Nonostante la sua denuncia e il coraggio dimostrato, Di Meo ha raccontato in Commissione Antimafia di essere stato lasciato solo dallo Stato. Si è dichiarato deluso dal fatto che non sia stato riconosciuto come testimone di giustizia e che abbia dovuto affrontare le indagini e il processo al killer di Don Peppe da solo, senza alcun sostegno economico o morale da parte delle istituzioni.
Afferma di essere stato oggetto di offese e minacce durante la sua partecipazione alle udienze, vivendo nel terrore e sentendosi completamente solo. Nonostante i suoi sforzi per ottenere il riconoscimento come testimone di giustizia e il sostegno delle istituzioni, si è scontrato con l’indifferenza dell’apparato statale.
Di Meo ha sottolineato che, nonostante il cambiamento avvenuto a Casal di Principe, la presenza della camorra persiste. Ha espresso il suo impegno nel sensibilizzare i ragazzi affinché denuncino i crimini e non voltino mai le spalle alla giustizia come ha fatto lui e Don Peppe.

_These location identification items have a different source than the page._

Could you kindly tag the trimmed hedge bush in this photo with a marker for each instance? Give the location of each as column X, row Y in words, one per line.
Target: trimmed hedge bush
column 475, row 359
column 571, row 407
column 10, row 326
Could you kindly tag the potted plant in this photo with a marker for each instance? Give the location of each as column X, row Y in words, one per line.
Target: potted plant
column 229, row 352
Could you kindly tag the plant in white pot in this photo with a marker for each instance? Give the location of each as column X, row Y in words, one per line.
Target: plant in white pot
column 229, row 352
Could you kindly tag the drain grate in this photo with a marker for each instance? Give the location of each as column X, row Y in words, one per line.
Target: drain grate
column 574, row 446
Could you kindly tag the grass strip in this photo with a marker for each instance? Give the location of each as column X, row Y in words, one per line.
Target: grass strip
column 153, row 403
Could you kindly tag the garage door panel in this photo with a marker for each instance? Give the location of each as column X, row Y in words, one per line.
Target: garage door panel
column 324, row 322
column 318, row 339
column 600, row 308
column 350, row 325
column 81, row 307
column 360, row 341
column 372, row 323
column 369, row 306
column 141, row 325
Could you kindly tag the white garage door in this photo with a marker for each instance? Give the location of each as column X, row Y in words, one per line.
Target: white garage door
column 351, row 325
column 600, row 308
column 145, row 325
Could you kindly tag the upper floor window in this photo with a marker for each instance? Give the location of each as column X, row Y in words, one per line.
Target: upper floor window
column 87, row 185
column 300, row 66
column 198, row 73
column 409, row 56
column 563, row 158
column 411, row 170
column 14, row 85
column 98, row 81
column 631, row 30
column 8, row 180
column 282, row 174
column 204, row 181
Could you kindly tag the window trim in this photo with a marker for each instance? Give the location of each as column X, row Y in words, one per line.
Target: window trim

Le sue parole hanno generato un forte dibattito in Commissione Antimafia, e la presidente Chiara Colosimo ha espresso solidarietà nei confronti del testimone, annunciando che la Commissione approfondirà la vicenda. Il caso di Di Meo riflette le difficoltà che incontrano i testimoni di giustizia in Italia e sottolinea la necessità che lo Stato faccia di più per tutelarli e sostenerli al fine di non scoraggiare coloro che hanno il coraggio di denunciare la criminalità organizzata.